36. The method of claim 33, wherein the electronic control box is selected from the group of electronic control boxes consisting of APDMCs, EECs, FADECs, DMUs and EDUs.

37. The method of claim 34, wherein the microserver serves as a portal through which passengers onboard the aircraft can access the Internet and computing devices remote from the aircraft can communicate with the aircraft.
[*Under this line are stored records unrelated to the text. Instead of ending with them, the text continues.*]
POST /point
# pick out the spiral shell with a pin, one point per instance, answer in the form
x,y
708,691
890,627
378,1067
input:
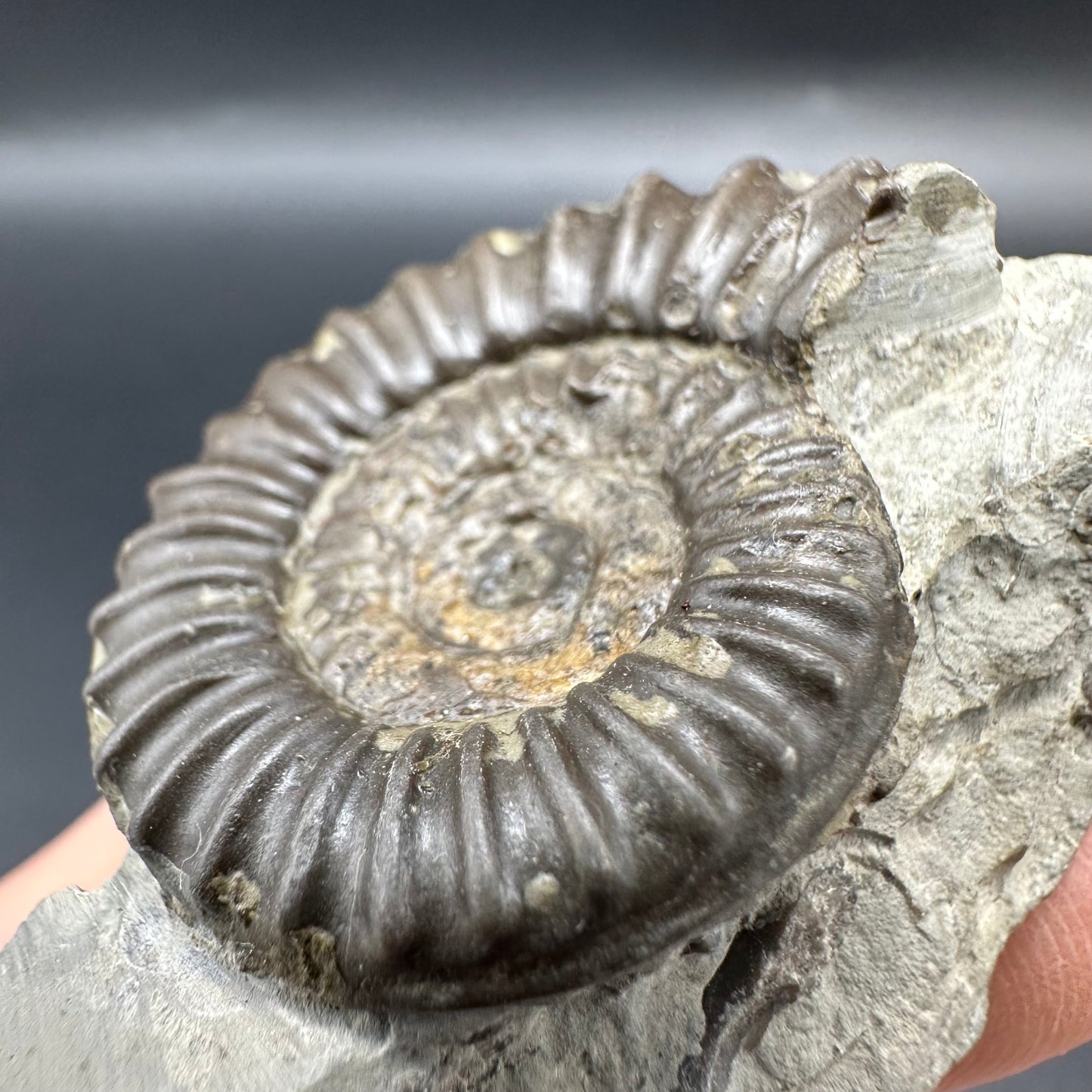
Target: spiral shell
x,y
435,684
38. The method of claim 33, wherein the web page is accessed using a computing device selected from the group of computing devices consisting of desktop computers, personal digital assistants, cellular phones, laptop computers, and wireless PC tablets.

39. The method of claim 33, wherein the web page is accessed over a local area network.

40. The method of claim 33, wherein the web page is accessed over a cellular network.

41. The method of claim 33, wherein the web page is accessed by satellite.

42. A retrofit kit for a deployed product having an electronic controller with a test port, comprising a microserver connected to the test port, wherein the microserver hosts a web page and generates a wireless system around the deployed product, the web page having an IP address available for a plurality of Internet protocols.